As others, I also believe that have no sense for a novice to learn LaTeX if the final target is Word. However, if you are an experienced LaTeX user, probably you will not desire to work too much with bloat-ware word processors and probably you have already something made in LaTeX. Only then exporting could be a good idea.
Is it easy to export to an MS Word format?
Yes. There are tools like latex2rtf
, mk4ht
or elyxer
to convert to ODT, RTF and HTML formats that can be read by LibreOffice and saved in Word format.
For a novice a easy option could be write the documents in LyX or import LaTeX files to LyX because you can export to the above formats trough a simple menu, that internally call to the appropriate exporting tools. (Moreover, it a good option for a novice because you can write basic LaTeX documents without previous knowledge of LaTeX code).
However, the conversion is far from perfection. This could be painless for large but simple texts as hopefully is maintained the basic style typography (italics, etc.) and document structure (table of contents, sections, cite references, etc.) and lost format (margins and headers in HTML export, for example) are easy to fix later in Libreoffice.
For more complex documents (for example with a lot of equations, tables or figures) this final adjust could be more laborious. If it is also a very customized document (large preamble with uncommon packages and custom macros, or a lot of formatting code within the body text) then you can expect more serious problem (special formats are lost, or exported as garbage code, or you can export anything because the exporting tools do not know how manage the complex document). You mileage may vary, but the more complex the LaTeX source, the less chances of success.
Apparently support for images is "flaky", can anyone quantify this, or has it improved?
In what sense flaky?
First, you must understand that LaTeX is not kind of word processor with menu to insert images that can be placed or scaled with the mouse. LaTeX is simply you writing plain text with any text editor (even the simple Notepad from Windows is enough) that later can be converted into a formatted PDF (or DVI) with a compiler as pdflatex
(there are more options). Lyx and many text editors can help writing the most common LaTeX codes for you, including the basic code to include an image, but these programs cannot cover all the possibilities of LaTeX with graphics. Understood this, what I can do with images writing only plain text?
- Include external images in differents formats? Yes, you can include the common PDF, PNG, JPEG and GIF images. With LyX even SVG (that are converted to PNG). Need more? There are excellent tools to bulk convert other format images.
- Rotate or rotating the images? Yes, you can.
- Scaling the images? Yes, you can.
- Find a good/elegant position for images? Yes. In fact, the float figures in LaTeX was for me one main reason to left Word/OpenOffice, where positioning of images is rather time-consuming and frustrating even when you are well experienced about arrangement, anchoring and text wrapping. But moreover, you can do much more that using standard floats (read about the Tufte format, for example).
- Draw directly vectorial images, diagrams? Yes, you can. Even an animated chicken hatched from an egg. See How can I draw an egg using TikZ?
- Draw plots from data? Yes you can. Directly with
pgfplots
package or indirectly, including chunks of R
code (statistics language) or LaTeX code generated with Gnuplot
, for example.
- Write text or paint marks over the images? Yes, you can.

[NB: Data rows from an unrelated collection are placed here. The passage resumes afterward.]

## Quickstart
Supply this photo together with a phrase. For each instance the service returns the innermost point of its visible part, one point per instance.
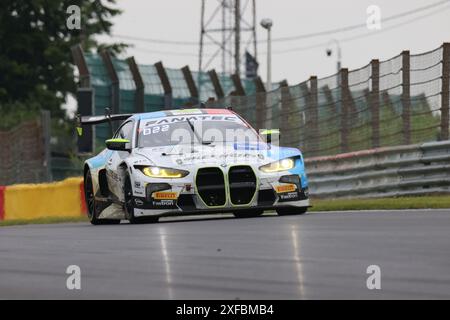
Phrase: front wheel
(248, 213)
(129, 205)
(91, 203)
(291, 211)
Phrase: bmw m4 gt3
(190, 161)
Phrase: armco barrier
(30, 201)
(385, 172)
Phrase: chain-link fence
(401, 101)
(25, 152)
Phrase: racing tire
(91, 203)
(253, 213)
(129, 206)
(291, 211)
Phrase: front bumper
(177, 199)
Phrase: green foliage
(15, 113)
(35, 56)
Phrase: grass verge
(429, 202)
(44, 220)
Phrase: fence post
(445, 94)
(345, 105)
(375, 102)
(139, 97)
(260, 103)
(45, 123)
(314, 109)
(285, 124)
(115, 86)
(216, 84)
(187, 74)
(406, 98)
(165, 82)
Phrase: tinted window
(173, 131)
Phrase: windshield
(195, 129)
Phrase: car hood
(182, 156)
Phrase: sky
(179, 20)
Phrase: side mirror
(272, 136)
(118, 144)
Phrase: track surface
(314, 256)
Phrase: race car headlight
(280, 165)
(159, 172)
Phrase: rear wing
(93, 120)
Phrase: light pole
(267, 24)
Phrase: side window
(125, 131)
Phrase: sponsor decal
(288, 196)
(200, 117)
(161, 195)
(186, 111)
(164, 203)
(285, 188)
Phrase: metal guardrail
(384, 172)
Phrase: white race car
(190, 161)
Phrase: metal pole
(224, 36)
(200, 55)
(255, 45)
(237, 36)
(269, 60)
(269, 81)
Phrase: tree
(35, 57)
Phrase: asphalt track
(314, 256)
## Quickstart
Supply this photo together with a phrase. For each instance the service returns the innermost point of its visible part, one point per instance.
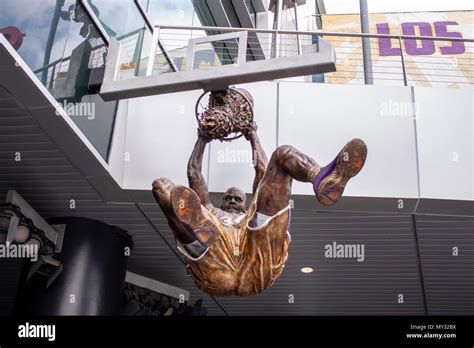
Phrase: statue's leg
(287, 163)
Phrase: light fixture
(307, 270)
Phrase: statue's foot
(332, 179)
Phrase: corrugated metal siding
(449, 280)
(343, 286)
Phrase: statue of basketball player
(234, 250)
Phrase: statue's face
(233, 201)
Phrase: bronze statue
(234, 250)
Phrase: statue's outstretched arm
(259, 157)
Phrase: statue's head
(233, 201)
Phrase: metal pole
(367, 56)
(276, 26)
(51, 36)
(403, 62)
(297, 26)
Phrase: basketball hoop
(228, 115)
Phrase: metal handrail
(318, 33)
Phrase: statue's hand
(202, 136)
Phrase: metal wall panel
(445, 135)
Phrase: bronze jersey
(241, 260)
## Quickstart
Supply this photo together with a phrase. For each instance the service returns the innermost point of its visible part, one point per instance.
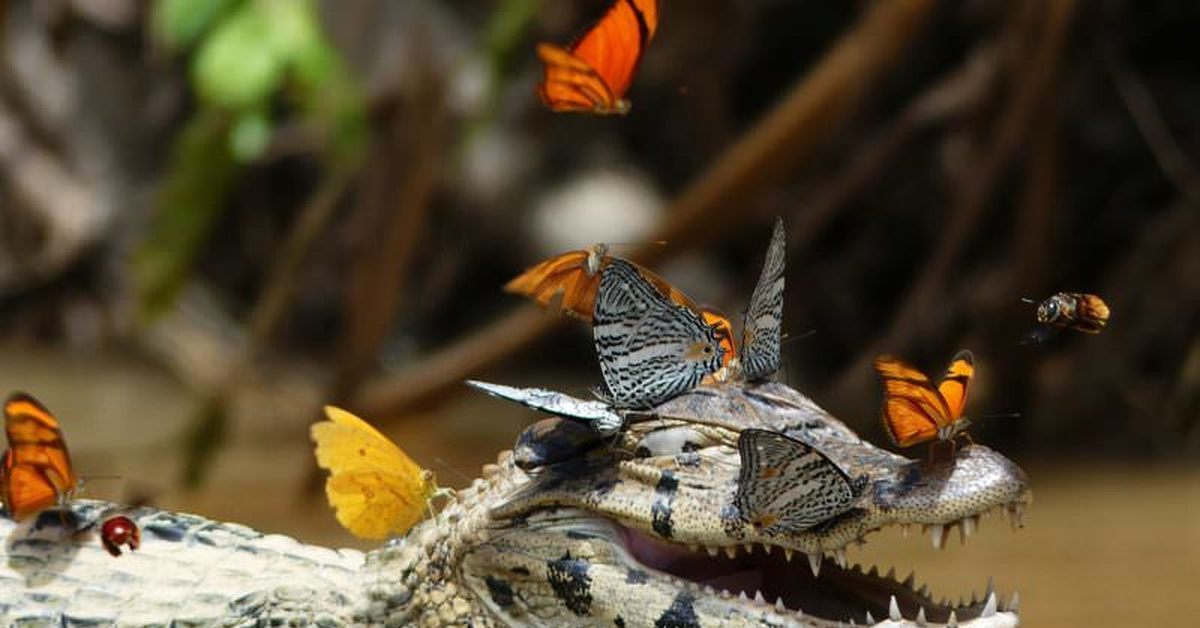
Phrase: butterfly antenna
(1001, 416)
(789, 338)
(445, 466)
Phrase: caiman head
(643, 528)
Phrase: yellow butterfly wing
(373, 486)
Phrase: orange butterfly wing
(576, 276)
(724, 332)
(953, 386)
(36, 467)
(595, 72)
(912, 407)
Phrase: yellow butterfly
(373, 486)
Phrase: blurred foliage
(253, 64)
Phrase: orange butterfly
(594, 73)
(915, 410)
(36, 470)
(576, 275)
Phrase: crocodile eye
(670, 441)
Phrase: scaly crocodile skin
(563, 545)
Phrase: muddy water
(1104, 545)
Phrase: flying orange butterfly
(593, 75)
(916, 410)
(576, 276)
(36, 471)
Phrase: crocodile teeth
(937, 532)
(989, 609)
(970, 525)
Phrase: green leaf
(250, 136)
(180, 23)
(240, 65)
(191, 201)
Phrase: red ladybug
(119, 531)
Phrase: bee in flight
(1075, 310)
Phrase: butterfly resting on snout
(786, 486)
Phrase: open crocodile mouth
(825, 587)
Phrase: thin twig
(1176, 165)
(209, 423)
(1054, 21)
(805, 119)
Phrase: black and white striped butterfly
(787, 486)
(762, 323)
(651, 348)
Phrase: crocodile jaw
(568, 567)
(676, 524)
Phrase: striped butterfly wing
(762, 326)
(787, 486)
(651, 348)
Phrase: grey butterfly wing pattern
(651, 348)
(762, 324)
(787, 486)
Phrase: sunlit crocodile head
(642, 528)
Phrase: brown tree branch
(805, 119)
(1033, 82)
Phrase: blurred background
(216, 215)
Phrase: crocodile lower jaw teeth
(787, 582)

- Round borders? Yes, you can. See LaTeX Photo With Rounded Corners
- Any other thing that I can imagine about images? Probably, although surely you can do better or faster with more appropriate tools than an high-quality typesetting system. After all, LaTeX was not designed to compete with Inkscape or The Gimp.
Can anyone think of anything I have potentially overlooked for writing such a large document?

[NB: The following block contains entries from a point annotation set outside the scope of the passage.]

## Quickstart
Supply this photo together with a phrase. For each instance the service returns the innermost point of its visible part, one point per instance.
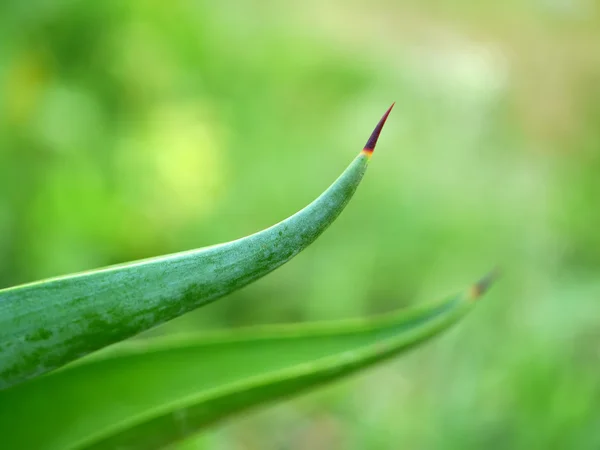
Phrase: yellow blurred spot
(24, 83)
(173, 168)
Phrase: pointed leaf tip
(372, 142)
(484, 284)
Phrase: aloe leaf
(46, 324)
(147, 394)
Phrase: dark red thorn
(372, 142)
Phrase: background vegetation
(131, 129)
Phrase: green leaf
(46, 324)
(144, 395)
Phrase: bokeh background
(132, 129)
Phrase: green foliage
(46, 324)
(162, 391)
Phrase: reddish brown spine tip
(484, 284)
(372, 142)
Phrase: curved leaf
(46, 324)
(144, 395)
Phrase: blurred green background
(132, 129)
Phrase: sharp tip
(484, 284)
(372, 142)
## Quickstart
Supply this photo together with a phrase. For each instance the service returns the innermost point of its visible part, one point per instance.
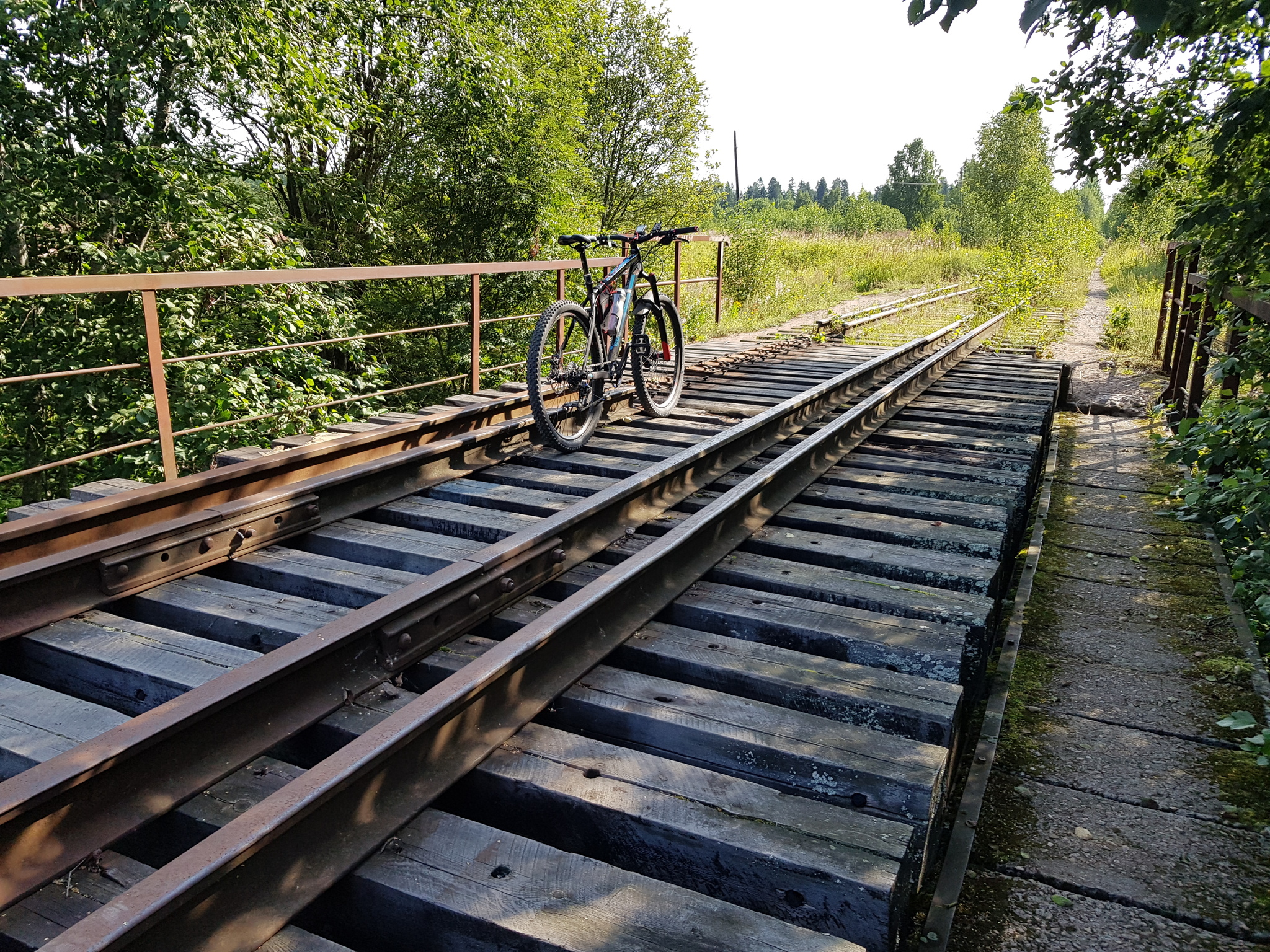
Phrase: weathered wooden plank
(931, 534)
(385, 545)
(630, 448)
(37, 724)
(957, 456)
(618, 467)
(789, 751)
(316, 578)
(1008, 498)
(968, 420)
(793, 858)
(837, 495)
(945, 570)
(48, 506)
(470, 522)
(987, 392)
(934, 434)
(40, 918)
(572, 484)
(225, 611)
(835, 586)
(507, 499)
(982, 408)
(483, 890)
(908, 706)
(121, 663)
(100, 489)
(871, 639)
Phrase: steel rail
(247, 880)
(864, 311)
(874, 318)
(55, 814)
(66, 544)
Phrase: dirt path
(1099, 385)
(1119, 819)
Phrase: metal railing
(1186, 330)
(150, 284)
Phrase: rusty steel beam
(243, 884)
(55, 814)
(50, 565)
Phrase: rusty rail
(84, 800)
(150, 284)
(340, 810)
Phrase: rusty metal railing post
(475, 333)
(159, 384)
(1188, 319)
(1203, 351)
(1231, 381)
(1178, 305)
(678, 255)
(719, 283)
(1163, 301)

The possibilities of format that offers a markup language like LaTeX are incredible but a elegant default format for simple text is obtained simply with the first line of code defining the document class:
\documentclass{article}
This basic format can be extended or modified in the preamble, (from this line until \begin{document}
) to include images for example, but then you can mostly focus on the content. Although the content is not just clean text, since it must usually have many commands about the text structure, as \section{Some text}
(instruct to the compiler that "Some Text" must be formatted as the title of a numbered section). This is hard to manage at first, but when you learn the most common commands, the hard thing is to leave your favourite lightweight text editor to return to LibreOffice or Word.